Member of the Maine House of Representatives from the 119th district
- In office 1972 – December 5, 1984
- Succeeded by: John N. Diamond

Personal details
- Born: May 17, 1951 (age 75) Biddeford, Maine, U.S.
- Party: Democratic
- Spouse: Donna Hobbins
- Education: University of Maine (BA) University of New Hampshire (JD)
- Occupation: lawyer
- Website: Barry Hobbins

= Barry Hobbins =

American politician

Barry J. Hobbins (born May 17, 1951) is an American lawyer, politician and is the current Public Advocate of Maine. A Democrat, he served in the Maine House of Representatives, representing part of Saco. As a State Senator, he represented several towns in York County, including Buxton, Dayton, Old Orchard Beach as well as Saco.

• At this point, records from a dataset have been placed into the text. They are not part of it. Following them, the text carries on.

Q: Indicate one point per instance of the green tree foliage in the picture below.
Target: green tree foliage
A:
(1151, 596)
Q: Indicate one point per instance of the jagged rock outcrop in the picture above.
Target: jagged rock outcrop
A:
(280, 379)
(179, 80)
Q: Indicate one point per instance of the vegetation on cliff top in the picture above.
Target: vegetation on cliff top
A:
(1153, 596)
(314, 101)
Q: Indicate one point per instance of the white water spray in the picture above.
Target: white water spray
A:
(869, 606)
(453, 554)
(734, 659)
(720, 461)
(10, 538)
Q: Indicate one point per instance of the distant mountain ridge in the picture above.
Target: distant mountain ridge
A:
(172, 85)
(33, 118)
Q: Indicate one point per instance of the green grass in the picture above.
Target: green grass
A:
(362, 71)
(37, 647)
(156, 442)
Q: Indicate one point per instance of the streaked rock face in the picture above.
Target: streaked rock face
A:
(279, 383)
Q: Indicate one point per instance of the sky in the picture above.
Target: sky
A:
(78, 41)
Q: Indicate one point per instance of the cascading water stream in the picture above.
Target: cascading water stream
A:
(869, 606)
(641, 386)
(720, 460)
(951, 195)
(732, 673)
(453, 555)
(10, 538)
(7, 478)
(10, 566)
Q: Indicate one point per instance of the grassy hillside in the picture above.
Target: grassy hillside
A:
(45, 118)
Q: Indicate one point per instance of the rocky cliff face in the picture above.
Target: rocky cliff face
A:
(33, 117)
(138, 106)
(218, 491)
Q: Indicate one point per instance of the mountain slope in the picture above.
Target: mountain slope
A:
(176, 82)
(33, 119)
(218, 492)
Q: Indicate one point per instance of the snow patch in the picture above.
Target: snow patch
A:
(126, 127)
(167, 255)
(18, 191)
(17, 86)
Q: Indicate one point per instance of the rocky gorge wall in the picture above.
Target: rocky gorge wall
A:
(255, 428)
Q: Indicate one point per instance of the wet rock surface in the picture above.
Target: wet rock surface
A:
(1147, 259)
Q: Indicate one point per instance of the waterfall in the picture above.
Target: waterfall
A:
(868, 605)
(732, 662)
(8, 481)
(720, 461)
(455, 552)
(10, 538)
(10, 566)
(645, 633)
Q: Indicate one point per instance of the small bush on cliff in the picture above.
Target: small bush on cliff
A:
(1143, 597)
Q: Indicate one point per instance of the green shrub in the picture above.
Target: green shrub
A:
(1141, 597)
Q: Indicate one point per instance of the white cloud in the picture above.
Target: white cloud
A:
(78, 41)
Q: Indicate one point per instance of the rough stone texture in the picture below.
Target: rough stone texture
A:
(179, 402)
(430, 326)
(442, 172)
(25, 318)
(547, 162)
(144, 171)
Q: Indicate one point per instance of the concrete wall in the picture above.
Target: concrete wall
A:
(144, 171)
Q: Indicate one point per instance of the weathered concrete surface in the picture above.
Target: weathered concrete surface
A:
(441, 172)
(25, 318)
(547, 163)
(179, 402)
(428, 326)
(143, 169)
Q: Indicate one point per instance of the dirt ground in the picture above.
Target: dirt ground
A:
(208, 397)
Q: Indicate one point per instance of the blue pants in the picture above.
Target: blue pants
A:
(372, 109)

His election to the Maine House in 2012 came after serving for 8 consecutive years in the Maine Senate (2004-2012). From 2010 to 2012, Hobbins served as the Minority Leader of the Maine Senate.

Hobbins is a practicing attorney and law-firm partner in Saco. From 1988 to 2007, Hobbins served on the University of New England Board of Trustees.

==Biography==
Hobbins was first elected to the 106th legislature in 1972 at the age of 21. In 1973, he earned a BA from the University of Maine and, in 1977, a JD from Franklin Pierce Law Center. Hobbins was elected as a State Senator in 2004 and began his third term in 2010.

As an attorney, Hobbins served as chair of the Judiciary Committee in the State Senate and a member of the Utility and Energy Committee.

In April 2017, Hobbins was nominated by Gov. Paul LePage to serve as the State of Maine's next utility ratepayer advocate.